Scandale des plis électoraux - Quand l‘Etat redécouvre le service public

Le ministre de l’intérieur s’est exprimé hier, mardi 23 juin, devant une commission sénatoriale sur les carences dans la distribution du matériel électoral. Il a renvoyé dos à dos la société Adrexo et La Poste qui n’ont pas su ou pu distribuer environ 9% des plis, selon leurs estimations.

Il a aussi mis en cause les règles européennes qui impliquaient qu’un tel marché devait être ouvert à la concurrence et qu’Adrexo possédait seule une licence de l’ARCEP pour se présenter face à La Poste. Soit, mais cela impliquait-t-il automatiquement que la moitié du marché (évalué à 200 millions d’€) lui soit allouée ?

Le préambule de tout contrat repose sur l’évaluation de la capacité d’un fournisseur, ce que les services de M.Darmanin semblent avoir ignoré. De l’aveu même des représentants du personnel d’Adrexo il faudrait ajouter 40 000 personnes aux 18 000 que compte la boite pour faire le job.
D ‘autre part si La Poste n’a pas non plus rempli son rôle pour que ce scrutin certes complexe mais connu de longue date se déroule normalement, c’est bien qu’elle est actuellement dans une stratégie de terre brulée pour tout ce qui concerne le courrier : suppressions d’emplois (-13 000 en 2020), réorganisations massives, organisations du travail qui ne laissent aucun répit, conditions de travail déplorables avec des “ilots” dans des locaux insalubres type box de garage. Les dirigeants de La Poste ont saisi la « formidable opportunité de la pandémie » selon leurs propres termes pour réduire la voilure du service public postal.

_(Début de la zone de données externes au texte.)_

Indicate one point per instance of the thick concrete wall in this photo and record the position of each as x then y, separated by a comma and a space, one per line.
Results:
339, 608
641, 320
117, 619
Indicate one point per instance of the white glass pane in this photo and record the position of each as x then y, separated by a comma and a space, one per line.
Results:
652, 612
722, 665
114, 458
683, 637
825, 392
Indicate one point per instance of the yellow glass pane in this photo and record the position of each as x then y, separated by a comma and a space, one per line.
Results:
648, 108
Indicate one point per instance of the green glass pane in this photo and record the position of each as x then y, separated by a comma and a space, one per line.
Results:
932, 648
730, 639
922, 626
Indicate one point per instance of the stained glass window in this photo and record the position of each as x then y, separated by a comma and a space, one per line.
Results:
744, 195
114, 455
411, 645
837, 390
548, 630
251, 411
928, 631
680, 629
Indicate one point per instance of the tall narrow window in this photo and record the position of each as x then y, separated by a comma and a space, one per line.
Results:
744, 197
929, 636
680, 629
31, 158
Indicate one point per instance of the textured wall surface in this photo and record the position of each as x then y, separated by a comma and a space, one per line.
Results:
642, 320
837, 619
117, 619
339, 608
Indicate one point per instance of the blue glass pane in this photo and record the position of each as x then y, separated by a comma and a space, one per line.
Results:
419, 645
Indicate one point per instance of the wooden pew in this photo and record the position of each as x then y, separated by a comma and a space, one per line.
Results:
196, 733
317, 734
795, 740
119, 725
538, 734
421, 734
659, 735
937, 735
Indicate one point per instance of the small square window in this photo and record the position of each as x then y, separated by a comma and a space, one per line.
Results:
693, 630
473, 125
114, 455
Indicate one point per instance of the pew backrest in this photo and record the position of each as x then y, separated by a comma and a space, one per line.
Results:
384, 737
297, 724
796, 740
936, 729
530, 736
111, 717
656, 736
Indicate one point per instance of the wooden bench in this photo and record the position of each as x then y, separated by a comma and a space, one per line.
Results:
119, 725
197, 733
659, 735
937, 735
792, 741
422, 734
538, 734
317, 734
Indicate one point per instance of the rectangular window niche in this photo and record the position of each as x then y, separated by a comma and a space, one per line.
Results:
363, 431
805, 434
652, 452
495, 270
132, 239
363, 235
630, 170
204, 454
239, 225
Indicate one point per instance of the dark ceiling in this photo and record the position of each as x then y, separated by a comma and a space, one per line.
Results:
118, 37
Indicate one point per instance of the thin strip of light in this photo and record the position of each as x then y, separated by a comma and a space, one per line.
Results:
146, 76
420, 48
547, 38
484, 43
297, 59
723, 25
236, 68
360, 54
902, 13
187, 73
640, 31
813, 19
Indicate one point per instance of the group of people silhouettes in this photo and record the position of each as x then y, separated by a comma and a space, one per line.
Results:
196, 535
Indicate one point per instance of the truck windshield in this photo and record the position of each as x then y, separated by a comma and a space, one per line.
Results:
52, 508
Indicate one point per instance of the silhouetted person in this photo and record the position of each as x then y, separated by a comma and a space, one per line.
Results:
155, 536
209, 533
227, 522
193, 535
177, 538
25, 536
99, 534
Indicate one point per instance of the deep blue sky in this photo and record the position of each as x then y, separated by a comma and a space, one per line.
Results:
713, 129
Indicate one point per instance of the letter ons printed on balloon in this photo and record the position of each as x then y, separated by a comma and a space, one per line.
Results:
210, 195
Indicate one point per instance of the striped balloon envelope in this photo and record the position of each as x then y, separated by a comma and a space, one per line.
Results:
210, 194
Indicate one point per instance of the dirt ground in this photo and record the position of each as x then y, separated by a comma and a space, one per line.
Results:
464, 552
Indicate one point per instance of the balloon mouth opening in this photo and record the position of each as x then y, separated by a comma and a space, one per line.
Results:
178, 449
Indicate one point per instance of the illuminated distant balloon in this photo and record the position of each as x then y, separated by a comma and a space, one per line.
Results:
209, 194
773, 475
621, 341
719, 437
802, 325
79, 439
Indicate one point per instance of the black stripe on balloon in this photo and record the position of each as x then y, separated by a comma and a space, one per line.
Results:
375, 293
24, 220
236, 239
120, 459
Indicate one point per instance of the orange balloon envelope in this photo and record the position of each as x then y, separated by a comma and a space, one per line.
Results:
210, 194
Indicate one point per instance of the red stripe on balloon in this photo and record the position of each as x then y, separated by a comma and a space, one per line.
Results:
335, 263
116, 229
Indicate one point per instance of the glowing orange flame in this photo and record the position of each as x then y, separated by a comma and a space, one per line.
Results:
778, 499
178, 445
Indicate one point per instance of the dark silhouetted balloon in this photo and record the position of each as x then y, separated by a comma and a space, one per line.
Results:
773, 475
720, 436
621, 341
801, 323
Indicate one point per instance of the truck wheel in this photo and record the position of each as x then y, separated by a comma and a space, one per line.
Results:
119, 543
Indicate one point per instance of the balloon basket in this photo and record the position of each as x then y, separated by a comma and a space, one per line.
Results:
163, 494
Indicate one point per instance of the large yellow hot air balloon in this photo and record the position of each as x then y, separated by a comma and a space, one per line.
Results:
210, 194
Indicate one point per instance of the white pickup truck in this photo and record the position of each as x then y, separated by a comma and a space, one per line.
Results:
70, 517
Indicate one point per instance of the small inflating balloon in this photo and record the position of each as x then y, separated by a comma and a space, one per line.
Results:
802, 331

Le fiasco de la distribution des plis électoraux du premier tour peut parfaitement se reproduire d’ici dimanche. La Poste reprend une partie du travail d’Adrexo et se tourne désormais vers les factrices et facteurs pour assumer la tâche : retours le samedi, heures supplémentaires, et comme d’habitude des compensation au ras des pâquerettes.

Une démarche qui ne manque pas de sel quand les postiers ont fait ceinture sur la prime Covid recommandée par le 1er ministre en mars, ou quand ils n’ont pas vu la couleur d’une prime d’intéressement en 2020 alors qu’ils ont assuré leurs missions au réseau, à la Banque Postale et sur le terrain tous les jours.

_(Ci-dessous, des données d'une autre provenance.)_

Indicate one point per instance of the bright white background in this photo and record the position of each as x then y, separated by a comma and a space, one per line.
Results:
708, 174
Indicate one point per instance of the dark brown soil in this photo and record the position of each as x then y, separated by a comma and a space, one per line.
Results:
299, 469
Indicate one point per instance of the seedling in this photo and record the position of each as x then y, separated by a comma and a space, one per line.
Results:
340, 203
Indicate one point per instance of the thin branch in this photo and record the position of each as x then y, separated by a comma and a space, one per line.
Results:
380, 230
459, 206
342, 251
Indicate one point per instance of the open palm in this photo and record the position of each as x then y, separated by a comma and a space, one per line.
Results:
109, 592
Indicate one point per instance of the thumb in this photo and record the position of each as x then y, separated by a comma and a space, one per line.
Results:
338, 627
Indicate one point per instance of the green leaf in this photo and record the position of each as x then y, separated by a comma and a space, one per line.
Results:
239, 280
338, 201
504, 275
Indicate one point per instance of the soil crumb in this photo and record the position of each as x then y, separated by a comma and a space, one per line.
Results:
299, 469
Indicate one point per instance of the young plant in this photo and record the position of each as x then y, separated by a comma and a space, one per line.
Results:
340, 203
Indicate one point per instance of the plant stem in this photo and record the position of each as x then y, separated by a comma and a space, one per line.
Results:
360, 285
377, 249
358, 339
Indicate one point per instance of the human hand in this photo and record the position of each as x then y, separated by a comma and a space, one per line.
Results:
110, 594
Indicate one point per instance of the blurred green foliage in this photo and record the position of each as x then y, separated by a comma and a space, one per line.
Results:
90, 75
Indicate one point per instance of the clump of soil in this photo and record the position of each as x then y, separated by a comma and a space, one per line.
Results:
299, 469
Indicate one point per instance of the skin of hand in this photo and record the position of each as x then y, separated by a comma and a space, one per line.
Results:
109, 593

Pour Sud PTT cette charge de travail supplémentaire doit être compensée à hauteur de deux jours de repos compensateurs par tour de scrutin. Soit quatre jours pour les salariés de La poste et d’Adrexo qui vont distribuer tous les scrutins et deux jours pour les postier-e-s récupérant les plis d’Adrexo. A défaut, les postier-e-s pourront faire grève pour une juste rétribution de ce travail supplémentaire.

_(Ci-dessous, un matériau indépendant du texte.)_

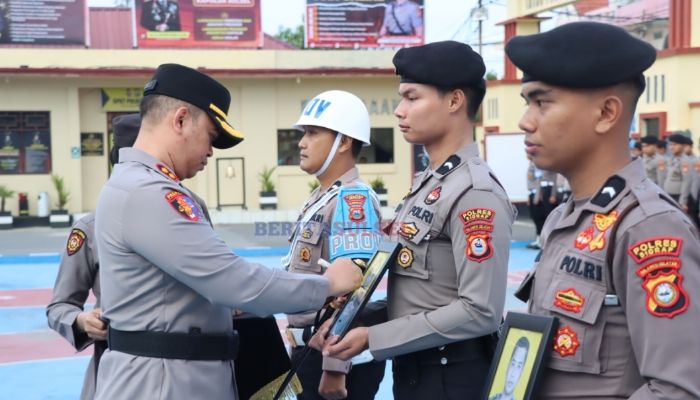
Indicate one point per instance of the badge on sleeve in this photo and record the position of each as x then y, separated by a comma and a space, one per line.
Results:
184, 205
566, 341
663, 283
75, 241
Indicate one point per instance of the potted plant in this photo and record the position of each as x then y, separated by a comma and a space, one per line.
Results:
379, 188
268, 196
59, 218
5, 216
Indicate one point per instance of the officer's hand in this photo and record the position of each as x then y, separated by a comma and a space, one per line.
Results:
344, 276
354, 343
332, 386
318, 340
90, 323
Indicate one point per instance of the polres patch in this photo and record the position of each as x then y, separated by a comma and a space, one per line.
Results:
75, 241
184, 205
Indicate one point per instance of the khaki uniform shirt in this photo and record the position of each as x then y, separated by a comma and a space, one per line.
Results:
677, 178
640, 341
313, 244
449, 281
163, 268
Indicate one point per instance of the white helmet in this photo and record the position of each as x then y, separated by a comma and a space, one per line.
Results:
338, 111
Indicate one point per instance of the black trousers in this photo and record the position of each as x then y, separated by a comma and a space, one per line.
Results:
362, 382
458, 371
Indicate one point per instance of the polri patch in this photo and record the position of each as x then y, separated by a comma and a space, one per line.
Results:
405, 257
433, 196
566, 341
167, 172
654, 247
184, 205
569, 300
75, 241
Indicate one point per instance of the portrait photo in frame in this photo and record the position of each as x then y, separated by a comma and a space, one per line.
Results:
518, 361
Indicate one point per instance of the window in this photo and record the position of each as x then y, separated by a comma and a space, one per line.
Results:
25, 143
380, 152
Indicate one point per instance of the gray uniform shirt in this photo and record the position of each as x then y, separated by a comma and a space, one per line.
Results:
647, 347
450, 278
164, 269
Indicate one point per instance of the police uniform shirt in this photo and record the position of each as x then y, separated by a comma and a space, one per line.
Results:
449, 281
313, 244
626, 328
402, 19
164, 269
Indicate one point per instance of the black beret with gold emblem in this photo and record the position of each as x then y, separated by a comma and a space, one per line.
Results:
582, 55
198, 89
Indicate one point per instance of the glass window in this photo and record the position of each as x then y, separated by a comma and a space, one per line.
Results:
25, 143
380, 152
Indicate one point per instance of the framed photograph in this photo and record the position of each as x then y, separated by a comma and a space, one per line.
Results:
377, 266
517, 363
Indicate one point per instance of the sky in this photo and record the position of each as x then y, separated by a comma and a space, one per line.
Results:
444, 20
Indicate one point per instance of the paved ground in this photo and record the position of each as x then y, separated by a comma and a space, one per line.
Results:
36, 363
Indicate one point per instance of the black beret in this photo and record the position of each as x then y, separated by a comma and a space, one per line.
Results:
582, 55
198, 89
678, 138
446, 64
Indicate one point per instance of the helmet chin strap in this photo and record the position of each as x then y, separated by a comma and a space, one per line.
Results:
331, 154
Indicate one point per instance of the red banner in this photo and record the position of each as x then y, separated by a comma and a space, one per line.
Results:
198, 23
42, 22
364, 23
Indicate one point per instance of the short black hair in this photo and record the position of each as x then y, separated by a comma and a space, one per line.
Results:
473, 95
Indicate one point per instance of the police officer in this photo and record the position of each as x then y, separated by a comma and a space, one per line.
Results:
78, 274
168, 281
677, 181
340, 219
619, 265
447, 289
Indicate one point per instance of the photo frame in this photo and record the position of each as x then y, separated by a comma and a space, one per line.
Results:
518, 361
376, 267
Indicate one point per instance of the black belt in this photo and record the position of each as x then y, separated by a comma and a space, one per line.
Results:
182, 346
470, 349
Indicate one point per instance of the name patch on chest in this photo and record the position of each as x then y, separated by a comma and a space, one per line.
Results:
577, 266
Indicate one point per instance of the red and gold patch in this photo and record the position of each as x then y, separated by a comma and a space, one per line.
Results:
653, 247
569, 300
356, 205
408, 230
405, 257
663, 283
583, 238
184, 205
479, 246
168, 172
305, 254
433, 196
75, 241
566, 341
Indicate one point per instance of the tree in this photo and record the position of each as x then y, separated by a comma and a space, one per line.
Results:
293, 36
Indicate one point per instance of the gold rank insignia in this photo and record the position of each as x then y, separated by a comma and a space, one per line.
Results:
405, 257
75, 241
566, 341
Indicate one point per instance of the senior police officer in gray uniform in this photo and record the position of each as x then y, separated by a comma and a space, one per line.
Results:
78, 273
168, 281
340, 219
446, 292
619, 265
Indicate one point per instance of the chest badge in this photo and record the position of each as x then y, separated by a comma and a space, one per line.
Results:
566, 341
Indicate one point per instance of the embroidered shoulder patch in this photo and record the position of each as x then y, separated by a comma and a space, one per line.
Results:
184, 205
653, 247
75, 241
167, 172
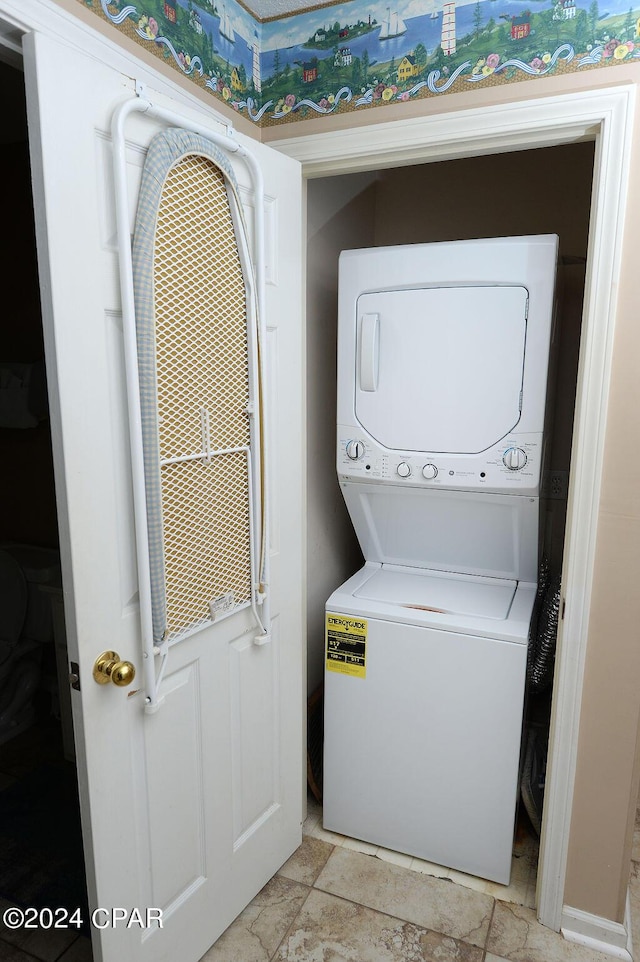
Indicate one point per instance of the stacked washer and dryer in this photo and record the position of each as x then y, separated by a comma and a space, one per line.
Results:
443, 355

Le ministre de l’intérieur, chantre de la transformation de l’action publique a cependant eu une illumination lors de son audition au sénat. Il a évoqué la possibilité d’un changement législatif sur la distribution du matériel électoral qui resterait sous monopole de l’opérateur public. A l’heure ou des rapports sur l’avenir des missions de La Poste sont sur le bureau du ministre de l’économie, SUD PTT met en garde le gouvernement et lui recommande de ne pas jouer à l’apprenti sorcier avec le premier service public de proximité. Cela passe par la fin de la précarisation de l’emploi, des recrutements massifs et une réflexion sur la stratégie du groupe La Poste qui, rappelons le est un patrimoine public au service de l’intérêt général.